Choosing your constraints

When a system is underperforming, the reflex is to ask “what’s in the way?” Sometimes the better question is “what’s missing that would force better decisions?”

Before removing a constraint, ask what it’s currently doing. What behaviour does it shape? What decisions does it simplify? What would happen if it disappeared - would people do the right thing more easily, or would they lose the structure that was guiding them there?

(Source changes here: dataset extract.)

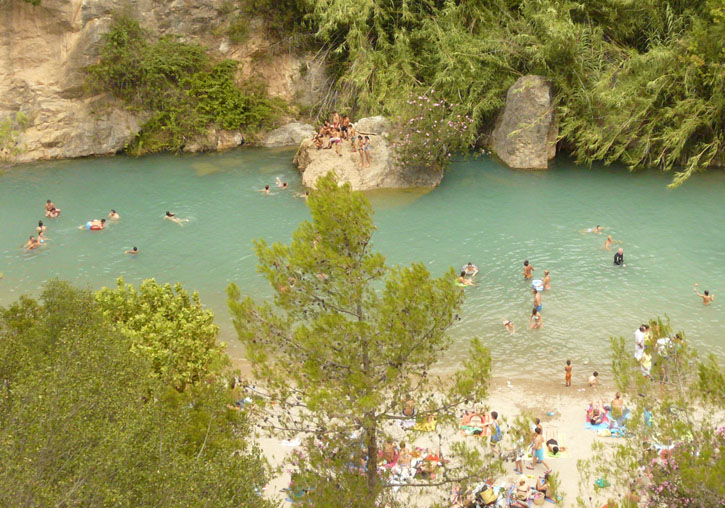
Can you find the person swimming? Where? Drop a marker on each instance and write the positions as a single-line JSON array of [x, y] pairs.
[[173, 218], [94, 225], [463, 281], [619, 257], [32, 243], [706, 296], [597, 230], [509, 327]]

And when designing interventions, consider adding constraints rather than removing them. A time limit on discussions. A cap on options before a decision. A rule that forces the team to talk to users before building anything. A budget ceiling that demands prioritisation. These feel restrictive in the moment, but they do the work of focusing attention, which is the scarcest resource in any complex system. The art is choosing constraints that align with your goals - ones that make the desired behaviour easier and the undesired behaviour harder, without creating so much rigidity that the system can’t adapt.

THE INSIGHT

The line to remember

The most powerful constraints aren’t the ones that stop you doing things. They’re the ones that stop you doing the wrong things, so you have no choice but to do the right ones.

RECOGNITION

When this is in play

You’re thinking about constraints when a team with unlimited options can’t make progress. When removing a restriction makes things worse, not better. When the tightest brief produces the most creative work. When someone says “we don’t have enough X” and the real issue isn’t the shortage but the absence of prioritisation that the shortage would force. When a system performs better under pressure than in comfort - that’s a constraint doing useful work.